# Problem of the Week #29 - December 17th, 2012

Status
Not open for further replies.

#### Chris L T521

##### Well-known member
Staff member
Here's this week's problem.

-----

Problem: Consider the vector field $v(x)=v_0+A(x)$ on $\mathbb{R}^n$, where $v_0$ is a constant vector, and $A:\mathbb{R}^n\rightarrow\mathbb{R}^n$ is a linear map.

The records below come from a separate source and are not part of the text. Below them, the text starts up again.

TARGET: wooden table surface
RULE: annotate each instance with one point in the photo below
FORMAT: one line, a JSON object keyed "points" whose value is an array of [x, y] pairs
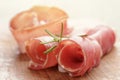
{"points": [[13, 66]]}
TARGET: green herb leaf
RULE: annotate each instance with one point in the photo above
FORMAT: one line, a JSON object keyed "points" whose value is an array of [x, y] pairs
{"points": [[50, 49]]}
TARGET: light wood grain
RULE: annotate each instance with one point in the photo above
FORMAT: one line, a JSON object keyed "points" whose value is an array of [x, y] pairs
{"points": [[13, 66]]}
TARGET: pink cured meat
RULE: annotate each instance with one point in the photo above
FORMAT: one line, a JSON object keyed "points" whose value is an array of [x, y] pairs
{"points": [[86, 52], [80, 56], [32, 23], [105, 37], [35, 51]]}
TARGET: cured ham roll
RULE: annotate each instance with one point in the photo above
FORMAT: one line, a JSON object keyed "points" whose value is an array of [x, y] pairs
{"points": [[79, 56], [84, 52], [32, 23], [35, 50]]}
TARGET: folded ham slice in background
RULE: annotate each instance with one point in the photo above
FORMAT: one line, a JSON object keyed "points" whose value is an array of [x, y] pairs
{"points": [[32, 23]]}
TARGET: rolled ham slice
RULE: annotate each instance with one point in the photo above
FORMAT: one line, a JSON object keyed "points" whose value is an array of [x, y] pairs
{"points": [[32, 23], [79, 56], [85, 52], [35, 50]]}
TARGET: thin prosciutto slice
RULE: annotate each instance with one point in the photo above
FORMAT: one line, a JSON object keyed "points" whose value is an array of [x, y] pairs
{"points": [[32, 23], [79, 56], [83, 53], [35, 50]]}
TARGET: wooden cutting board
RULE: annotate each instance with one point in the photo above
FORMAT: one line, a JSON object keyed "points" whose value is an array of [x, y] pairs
{"points": [[13, 66]]}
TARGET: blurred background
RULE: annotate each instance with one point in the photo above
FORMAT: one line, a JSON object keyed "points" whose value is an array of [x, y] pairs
{"points": [[106, 11]]}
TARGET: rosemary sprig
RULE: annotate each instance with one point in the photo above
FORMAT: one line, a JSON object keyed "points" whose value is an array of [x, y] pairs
{"points": [[55, 39], [50, 49]]}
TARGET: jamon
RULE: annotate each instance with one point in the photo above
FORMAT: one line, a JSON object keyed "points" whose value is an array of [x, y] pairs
{"points": [[35, 50], [84, 52], [32, 23], [81, 55]]}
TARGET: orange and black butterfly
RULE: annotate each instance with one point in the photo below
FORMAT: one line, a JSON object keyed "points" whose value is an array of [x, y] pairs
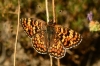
{"points": [[50, 38]]}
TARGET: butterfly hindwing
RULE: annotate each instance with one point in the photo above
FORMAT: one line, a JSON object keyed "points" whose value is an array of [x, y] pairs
{"points": [[68, 37]]}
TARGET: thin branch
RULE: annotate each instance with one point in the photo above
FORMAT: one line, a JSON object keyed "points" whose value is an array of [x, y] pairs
{"points": [[54, 20], [47, 13], [58, 60], [53, 9], [16, 33]]}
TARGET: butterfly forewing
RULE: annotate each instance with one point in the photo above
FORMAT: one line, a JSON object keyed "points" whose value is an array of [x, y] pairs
{"points": [[68, 37], [32, 26]]}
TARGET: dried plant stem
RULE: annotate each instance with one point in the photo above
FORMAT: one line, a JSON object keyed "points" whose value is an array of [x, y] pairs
{"points": [[16, 34], [50, 61], [58, 62], [54, 20], [47, 15], [53, 9]]}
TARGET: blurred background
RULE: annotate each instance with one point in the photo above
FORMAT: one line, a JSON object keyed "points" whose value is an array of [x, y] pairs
{"points": [[70, 13]]}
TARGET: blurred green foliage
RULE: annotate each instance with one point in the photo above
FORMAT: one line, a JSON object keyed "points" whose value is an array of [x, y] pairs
{"points": [[70, 13]]}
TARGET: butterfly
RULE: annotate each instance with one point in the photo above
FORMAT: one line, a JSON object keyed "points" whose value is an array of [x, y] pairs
{"points": [[50, 38]]}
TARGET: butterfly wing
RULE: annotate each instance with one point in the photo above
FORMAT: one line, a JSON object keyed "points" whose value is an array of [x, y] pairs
{"points": [[68, 37], [36, 30], [32, 26]]}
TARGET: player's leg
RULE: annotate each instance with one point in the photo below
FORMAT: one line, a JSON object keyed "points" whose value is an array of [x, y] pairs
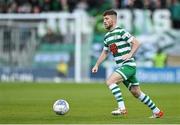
{"points": [[119, 75], [116, 91], [136, 91]]}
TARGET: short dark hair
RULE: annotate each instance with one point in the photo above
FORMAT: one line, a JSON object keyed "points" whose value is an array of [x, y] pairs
{"points": [[109, 12]]}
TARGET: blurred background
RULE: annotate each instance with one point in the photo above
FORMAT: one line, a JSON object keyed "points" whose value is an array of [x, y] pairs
{"points": [[60, 40]]}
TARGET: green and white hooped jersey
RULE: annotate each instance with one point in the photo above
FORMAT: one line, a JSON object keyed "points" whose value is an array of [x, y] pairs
{"points": [[118, 42]]}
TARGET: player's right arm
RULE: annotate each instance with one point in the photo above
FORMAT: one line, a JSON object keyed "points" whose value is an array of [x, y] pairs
{"points": [[101, 58]]}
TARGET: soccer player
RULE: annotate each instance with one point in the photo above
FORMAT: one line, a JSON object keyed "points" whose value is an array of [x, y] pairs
{"points": [[123, 46]]}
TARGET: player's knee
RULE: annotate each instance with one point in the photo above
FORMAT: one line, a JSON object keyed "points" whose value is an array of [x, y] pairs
{"points": [[109, 81], [135, 93]]}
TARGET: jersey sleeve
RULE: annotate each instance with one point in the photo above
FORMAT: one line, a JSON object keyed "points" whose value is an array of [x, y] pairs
{"points": [[105, 46], [126, 36]]}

Find the flow $\varphi^t$ of $v$.

-----

#### Chris L T521

##### Well-known member
Staff member
Let $y(t)=\varphi^t(x)$ be the flow of $v$ and let $A(x)$ be represented by the matrix product $Ax$, where $x\in\mathbb{R}^n$. Then it's the solution to the differential equation $\dot{y}=v(y)=Ay+v_0$. This differential equation is a non-homogeneous system with the initial condition $y(0)=I$, where $I$ is the identity matrix. To solve this system of equations, we use variation of parameters. Thus, suppose $y_p=e^{tA}z(t)$. Then $\dot{y}_p=Ae^{tA}z+e^{tA}\dot{z}=Ay_p+e^{tA}\dot{z}$. For $y_p$ to be a solution to this system, we must have that
$e^{tA}\dot{z}=v_0\implies \dot{z}=e^{-tA}v_0\implies z=c+\int e^{-tA}v_0\,dt.$
Thus, $y_p=e^{tA}\left(c+\int e^{-tA}v_0\,dt\right)$. When $y_p(0)=I$, we have that $c=I$. Therefore, the flow is given by
$\varphi^t =y_p = e^{tA}\left(I+\int e^{-tA}v_0\,dt\right).$
Note that if $A$ was nonsingular, we have that $y_p=e^{tA}(I-A^{-1}e^{-tA}v_0)$.